De haber podido expresar en voz alta su enojo, el marqués hubiera dicho una grosería. Pero se resignó a morderse la lengua ante aquella inoportuna interrupción. Alarmada por la excitación de su tío, Aline se puso en pie de un salto.

– ¿Qué sucede?

– ¿Que qué sucede? -exclamó por fin el señor de Kercadiou-. ¡El muy canalla! ¡Ese perro infiel! Consentí en olvidar el pasado con la condición de que no volvería a meterse en política para apoyar a los revolucionarios. Aceptó esa condición y ahora -le dio un manotazo a una página del periódico- ha vuelto a hacer de las suyas. No sólo me ha traicionado otra vez metiéndose en política, sino que es miembro de la Asamblea, y, lo que es peor, usa su destreza de maestro de esgrima para convertirse en un espadachín asesino. ¡Oh, Dios mío! ¿Es que también las leyes han emigrado de Francia?

De pronto, el señor de La Tour d'Azyr sintió que una duda perturbaba sus esperanzas con respecto a Aline. Una duda originada en la intimidad de aquel Moreau con el señor de Kercadiou. Sabía cuál había sido antes esa relación y cómo luego se interrumpió a causa de la ingratitud de Moreau al volverse contra la clase a la que pertenecía su benefactor. Lo que no sabía era que se habían reconciliado. Durante el último mes -puesto que las circunstancias le habían llevado a romper su promesa de evitar cualquier contacto con los políticos-, el joven no se había aventurado a pasar por Meudon, y su nombre nunca salió a relucir en presencia del marqués en el transcurso de sus visitas.

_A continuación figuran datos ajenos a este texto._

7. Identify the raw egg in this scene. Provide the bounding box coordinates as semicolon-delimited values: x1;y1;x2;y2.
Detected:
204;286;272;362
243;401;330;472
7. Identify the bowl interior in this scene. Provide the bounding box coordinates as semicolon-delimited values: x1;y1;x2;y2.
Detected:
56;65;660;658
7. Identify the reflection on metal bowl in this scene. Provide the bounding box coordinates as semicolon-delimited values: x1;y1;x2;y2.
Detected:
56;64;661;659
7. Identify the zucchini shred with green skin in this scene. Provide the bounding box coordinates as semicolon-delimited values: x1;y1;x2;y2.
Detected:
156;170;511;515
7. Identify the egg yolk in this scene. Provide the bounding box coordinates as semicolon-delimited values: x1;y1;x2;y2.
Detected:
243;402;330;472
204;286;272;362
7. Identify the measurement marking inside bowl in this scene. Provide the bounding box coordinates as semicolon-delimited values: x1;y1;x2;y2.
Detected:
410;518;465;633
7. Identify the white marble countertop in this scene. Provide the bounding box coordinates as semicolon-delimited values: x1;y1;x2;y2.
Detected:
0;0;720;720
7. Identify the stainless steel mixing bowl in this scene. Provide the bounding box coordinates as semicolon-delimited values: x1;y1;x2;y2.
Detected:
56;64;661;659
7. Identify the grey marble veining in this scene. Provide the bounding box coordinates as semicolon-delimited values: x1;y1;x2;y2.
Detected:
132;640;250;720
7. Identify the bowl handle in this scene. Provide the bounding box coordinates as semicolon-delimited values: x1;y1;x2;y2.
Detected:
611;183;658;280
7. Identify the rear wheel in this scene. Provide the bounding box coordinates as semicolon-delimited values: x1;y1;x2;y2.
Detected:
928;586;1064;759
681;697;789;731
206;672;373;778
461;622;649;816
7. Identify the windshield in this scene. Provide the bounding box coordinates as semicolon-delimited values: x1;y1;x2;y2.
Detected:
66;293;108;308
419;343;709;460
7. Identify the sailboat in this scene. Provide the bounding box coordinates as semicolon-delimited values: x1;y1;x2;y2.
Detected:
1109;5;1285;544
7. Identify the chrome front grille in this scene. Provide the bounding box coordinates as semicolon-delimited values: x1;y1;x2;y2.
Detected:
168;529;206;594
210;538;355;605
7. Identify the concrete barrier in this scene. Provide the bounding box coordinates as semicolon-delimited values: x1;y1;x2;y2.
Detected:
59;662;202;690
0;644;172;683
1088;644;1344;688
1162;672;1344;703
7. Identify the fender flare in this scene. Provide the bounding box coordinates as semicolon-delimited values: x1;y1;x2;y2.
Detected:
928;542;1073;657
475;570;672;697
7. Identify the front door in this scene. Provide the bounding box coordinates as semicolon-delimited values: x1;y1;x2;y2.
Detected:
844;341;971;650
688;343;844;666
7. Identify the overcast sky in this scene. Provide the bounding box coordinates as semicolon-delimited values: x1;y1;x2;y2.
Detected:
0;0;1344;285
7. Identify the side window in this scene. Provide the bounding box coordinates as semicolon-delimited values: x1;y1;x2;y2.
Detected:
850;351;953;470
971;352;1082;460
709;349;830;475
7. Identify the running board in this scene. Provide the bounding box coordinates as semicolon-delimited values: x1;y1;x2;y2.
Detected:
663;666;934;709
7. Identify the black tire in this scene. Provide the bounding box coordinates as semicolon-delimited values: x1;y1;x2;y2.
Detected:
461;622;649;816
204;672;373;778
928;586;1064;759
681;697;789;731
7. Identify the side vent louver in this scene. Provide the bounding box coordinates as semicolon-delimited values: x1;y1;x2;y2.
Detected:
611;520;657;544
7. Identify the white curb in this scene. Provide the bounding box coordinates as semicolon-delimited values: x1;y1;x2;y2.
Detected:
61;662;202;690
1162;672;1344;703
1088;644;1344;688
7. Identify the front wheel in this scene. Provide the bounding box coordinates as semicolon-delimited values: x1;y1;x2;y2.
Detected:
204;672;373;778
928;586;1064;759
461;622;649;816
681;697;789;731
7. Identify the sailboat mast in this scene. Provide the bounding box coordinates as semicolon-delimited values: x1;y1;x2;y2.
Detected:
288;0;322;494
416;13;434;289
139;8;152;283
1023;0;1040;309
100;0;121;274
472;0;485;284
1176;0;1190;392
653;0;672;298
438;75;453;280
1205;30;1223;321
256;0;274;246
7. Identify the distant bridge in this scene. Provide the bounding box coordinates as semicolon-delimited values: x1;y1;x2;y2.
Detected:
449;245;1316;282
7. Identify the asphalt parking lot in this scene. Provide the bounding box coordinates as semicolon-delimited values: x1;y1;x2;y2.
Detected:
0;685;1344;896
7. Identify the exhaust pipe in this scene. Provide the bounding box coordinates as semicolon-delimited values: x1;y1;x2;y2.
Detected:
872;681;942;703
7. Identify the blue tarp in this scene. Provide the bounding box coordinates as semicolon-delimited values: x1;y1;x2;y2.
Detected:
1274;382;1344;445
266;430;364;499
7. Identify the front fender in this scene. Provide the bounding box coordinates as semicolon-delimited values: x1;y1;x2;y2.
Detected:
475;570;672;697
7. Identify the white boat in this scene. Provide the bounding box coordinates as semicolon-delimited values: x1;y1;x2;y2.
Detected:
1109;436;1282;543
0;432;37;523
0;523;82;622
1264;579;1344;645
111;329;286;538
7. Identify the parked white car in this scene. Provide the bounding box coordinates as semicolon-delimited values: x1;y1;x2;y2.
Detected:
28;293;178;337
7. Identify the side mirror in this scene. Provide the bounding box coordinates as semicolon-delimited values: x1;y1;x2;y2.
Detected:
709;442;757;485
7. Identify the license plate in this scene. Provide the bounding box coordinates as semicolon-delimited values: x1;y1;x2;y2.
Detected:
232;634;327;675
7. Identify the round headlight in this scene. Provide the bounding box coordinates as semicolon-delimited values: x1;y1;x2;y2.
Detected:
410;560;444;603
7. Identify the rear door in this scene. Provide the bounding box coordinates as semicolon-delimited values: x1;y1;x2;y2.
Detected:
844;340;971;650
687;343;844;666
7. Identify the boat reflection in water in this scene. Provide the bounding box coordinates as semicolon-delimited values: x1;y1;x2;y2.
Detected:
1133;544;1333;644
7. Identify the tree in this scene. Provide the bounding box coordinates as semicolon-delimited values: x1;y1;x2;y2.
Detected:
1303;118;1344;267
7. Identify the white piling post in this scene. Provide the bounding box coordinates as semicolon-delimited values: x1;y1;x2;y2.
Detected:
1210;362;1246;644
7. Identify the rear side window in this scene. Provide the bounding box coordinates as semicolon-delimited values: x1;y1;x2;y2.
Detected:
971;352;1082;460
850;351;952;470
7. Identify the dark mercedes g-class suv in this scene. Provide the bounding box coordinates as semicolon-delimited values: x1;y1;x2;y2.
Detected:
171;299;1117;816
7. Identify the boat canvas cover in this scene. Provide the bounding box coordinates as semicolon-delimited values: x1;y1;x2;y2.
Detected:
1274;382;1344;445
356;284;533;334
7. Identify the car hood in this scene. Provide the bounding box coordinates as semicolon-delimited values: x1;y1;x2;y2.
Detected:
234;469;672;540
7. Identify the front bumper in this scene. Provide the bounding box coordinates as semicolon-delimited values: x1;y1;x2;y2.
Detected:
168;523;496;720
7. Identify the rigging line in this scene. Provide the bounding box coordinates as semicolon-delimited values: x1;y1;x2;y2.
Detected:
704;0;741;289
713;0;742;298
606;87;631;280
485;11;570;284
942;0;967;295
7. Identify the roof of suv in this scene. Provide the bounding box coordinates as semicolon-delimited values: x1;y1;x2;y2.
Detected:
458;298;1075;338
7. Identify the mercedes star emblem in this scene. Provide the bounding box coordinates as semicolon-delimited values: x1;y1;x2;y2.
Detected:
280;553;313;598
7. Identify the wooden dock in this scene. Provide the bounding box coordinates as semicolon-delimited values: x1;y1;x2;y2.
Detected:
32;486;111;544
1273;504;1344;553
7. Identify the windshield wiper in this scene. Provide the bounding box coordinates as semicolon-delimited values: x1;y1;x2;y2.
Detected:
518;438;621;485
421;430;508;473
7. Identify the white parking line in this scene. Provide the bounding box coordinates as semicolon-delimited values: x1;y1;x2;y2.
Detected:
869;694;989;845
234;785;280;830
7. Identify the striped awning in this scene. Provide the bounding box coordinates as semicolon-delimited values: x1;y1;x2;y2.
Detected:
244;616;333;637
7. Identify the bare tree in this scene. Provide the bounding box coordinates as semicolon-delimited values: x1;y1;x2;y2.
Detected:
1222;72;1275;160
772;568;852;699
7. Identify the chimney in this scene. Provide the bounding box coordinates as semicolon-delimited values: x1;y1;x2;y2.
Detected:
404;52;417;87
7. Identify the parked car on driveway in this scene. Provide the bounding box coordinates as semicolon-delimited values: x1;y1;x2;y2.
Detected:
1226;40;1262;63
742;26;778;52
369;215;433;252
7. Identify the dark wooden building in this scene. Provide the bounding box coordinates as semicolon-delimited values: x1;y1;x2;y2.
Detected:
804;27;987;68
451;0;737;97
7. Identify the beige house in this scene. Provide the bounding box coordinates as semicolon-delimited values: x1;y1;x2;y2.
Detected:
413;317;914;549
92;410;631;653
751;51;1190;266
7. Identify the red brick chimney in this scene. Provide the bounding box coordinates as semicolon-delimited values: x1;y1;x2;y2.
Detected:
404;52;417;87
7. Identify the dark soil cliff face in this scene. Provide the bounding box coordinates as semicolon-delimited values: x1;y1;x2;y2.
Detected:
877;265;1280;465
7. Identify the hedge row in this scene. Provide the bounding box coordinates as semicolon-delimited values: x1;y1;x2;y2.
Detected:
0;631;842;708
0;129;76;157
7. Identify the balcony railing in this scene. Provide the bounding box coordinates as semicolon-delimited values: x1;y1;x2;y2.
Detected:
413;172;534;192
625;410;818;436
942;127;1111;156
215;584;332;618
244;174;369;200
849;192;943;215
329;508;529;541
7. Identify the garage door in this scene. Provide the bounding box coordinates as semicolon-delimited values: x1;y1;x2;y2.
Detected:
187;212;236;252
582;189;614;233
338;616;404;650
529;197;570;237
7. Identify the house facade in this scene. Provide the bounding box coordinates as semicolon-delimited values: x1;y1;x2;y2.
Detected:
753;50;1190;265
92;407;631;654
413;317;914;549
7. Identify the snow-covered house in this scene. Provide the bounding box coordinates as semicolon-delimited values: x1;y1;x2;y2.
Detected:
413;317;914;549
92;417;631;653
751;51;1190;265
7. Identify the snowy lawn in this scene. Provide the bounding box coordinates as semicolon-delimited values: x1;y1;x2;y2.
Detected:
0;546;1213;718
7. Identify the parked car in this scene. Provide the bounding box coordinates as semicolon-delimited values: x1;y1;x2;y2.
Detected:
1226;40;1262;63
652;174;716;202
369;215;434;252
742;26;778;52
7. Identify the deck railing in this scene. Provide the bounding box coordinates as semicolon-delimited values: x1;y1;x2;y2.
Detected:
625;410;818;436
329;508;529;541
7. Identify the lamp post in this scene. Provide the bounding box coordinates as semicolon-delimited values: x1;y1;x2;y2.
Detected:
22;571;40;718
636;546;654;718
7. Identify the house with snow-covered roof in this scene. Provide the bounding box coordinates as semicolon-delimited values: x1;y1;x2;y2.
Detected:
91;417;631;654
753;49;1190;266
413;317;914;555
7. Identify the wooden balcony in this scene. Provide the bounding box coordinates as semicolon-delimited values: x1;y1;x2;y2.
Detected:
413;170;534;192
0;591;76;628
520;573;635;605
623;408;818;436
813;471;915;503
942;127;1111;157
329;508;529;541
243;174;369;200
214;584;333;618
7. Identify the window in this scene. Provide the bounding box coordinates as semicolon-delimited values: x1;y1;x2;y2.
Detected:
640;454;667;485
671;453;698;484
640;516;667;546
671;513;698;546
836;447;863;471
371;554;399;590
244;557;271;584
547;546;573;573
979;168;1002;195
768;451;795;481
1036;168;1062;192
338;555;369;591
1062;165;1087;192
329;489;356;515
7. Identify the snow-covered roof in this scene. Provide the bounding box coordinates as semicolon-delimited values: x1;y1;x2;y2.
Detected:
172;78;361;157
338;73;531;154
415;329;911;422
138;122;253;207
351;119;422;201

Por eso, y sólo ahora, el marqués se enteraba de aquella reconciliación, pero al mismo tiempo, se enteraba de que la ruptura entre padrino y ahijado se reiteraba, haciendo que el abismo entre ellos fuera mayor que nunca. Así que no vaciló en revelar su verdadera situación.

– Hay una ley. La ley que ese joven imprudente invoca: la ley de la espada -dijo el marqués muy serio, casi triste, pues sabía que era un tema delicado-. No se puede permitir que continúe indefinidamente su carrera de maldad y asesinatos. Tarde o temprano se encontrará con una espada que vengará a las otras. Como sabréis, mi primo Chabrillanne está entre sus víctimas, pues lo mató el martes pasado.

– Si no os he dado mi pésame -dijo el caballero de Kercadiou-, es porque la indignación ahoga en mí cualquier otro sentimiento. ¡El muy canalla! ¡Decís que tarde o temprano encontrará una espada que vengará las otras! ¡Quiera Dios que sea pronto!